One of the anti-avoidance measures being introduced by the latest Finance Bill potentially changes the way that certain payments to shareholders will be taxed. This may result in payments following some company liquidations being taxed as dividends instead of capital gains.
The Government is concerned that the new higher rates of income tax that have applied to dividends since 6 April 2016 may tempt some shareholder / directors to extract value built up within their companies in a capital form, rather than paying out the retained profits as dividends. This is because capital gains are generally taxed at a lower rate than income, possibly as low as 10% where entrepreneur’s relief is available.
For example, a higher rate taxpaying shareholder receiving £100,000 on the liquidation of his company would pay £32,500 (32.5%) if the anti-avoidance applies, whereas CGT would be just £10,000 (10%) if entrepreneur’s relief is available. Consequently, new stricter rules are being introduced to apply to transactions on or after 6 April 2016.

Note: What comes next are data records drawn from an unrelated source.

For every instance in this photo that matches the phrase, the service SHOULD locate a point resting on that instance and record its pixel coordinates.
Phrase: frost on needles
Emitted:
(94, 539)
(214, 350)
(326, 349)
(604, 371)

When is liquidation taxed as income?
For the new anti-avoidance rules to apply the company being wound up must firstly be a close company and the individual must have held at least a 5% interest in the company (ordinary share capital and voting rights).
A further condition is that the individual (or connected person) continues to carry on the same or a similar trade or activity to that carried on by the wound-up company within the two years following the distribution.
It must also be reasonable to assume, having regard to all of the circumstances that the arrangements appear to have a tax advantage as one of the main purposes.
Can we obtain clearance prior to the liquidation?
Accountants and tax advisors requested that the new anti-avoidance rules should provide a formal clearance procedure prior to the transaction, thus providing certainty as to whether or not the payment would be taxed as income or capital. Unfortunately, there is no formal clearance procedure. HMRC have however received a number of clearance requests from taxpayers and have confirmed that it is not their general practice to offer clearances on recently introduced legislation with a purpose test.
HMRC have therefore drafted a standard reply that sets out a small number of examples and they are working on more detailed guidance, which should be published before the end of this year.